An oyster reef along the Crystal River off the Gulf of Mexico, in Florida, United States.
Previous studies have claimed that future climate change and sea level rise could have a great impact on commercial oysters worldwide.
A study by the University of Stirling in Scotland in 2018 found that Sydney's famous rock oyster from New South Wales is shrinking, caused by ocean acidification.
Ocean acidification, called the "evil twin" of global warming, occurs when the world's oceans absorb atmospheric carbon dioxide, which reduces the pH levels of the oceans.
"Acidic water is damaging the ability of oysters to grow their shells," said Dr.
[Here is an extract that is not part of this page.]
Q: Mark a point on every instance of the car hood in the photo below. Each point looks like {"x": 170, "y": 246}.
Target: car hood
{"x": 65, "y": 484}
Susan Fitzer, an independent NERC researcher at the Stirling Aquaculture Institute, at the time.
"We see a lot of mess in the calcite layers, because there isn't enough carbonate in the water so that the oysters can take advantage of the optimal formation and growth of the shells."
Oysters used to be an abundant and cheap snack for the British working classes of the 18th century.
Garbage dumps in Australia, Japan and the United Kingdom have provided evidence of oyster consumption for thousands of years.
As recently as in the 18th and 19th centuries, they used to be a cheap and hearty snack for pub visitors and often drank a beer mug.
Its popularity has raised market prices over the years, giving them the reputation of being an expensive delicacy.
The reduction in oyster size is part of a worldwide trend, and seafood, including mussels and scallops, also gets smaller.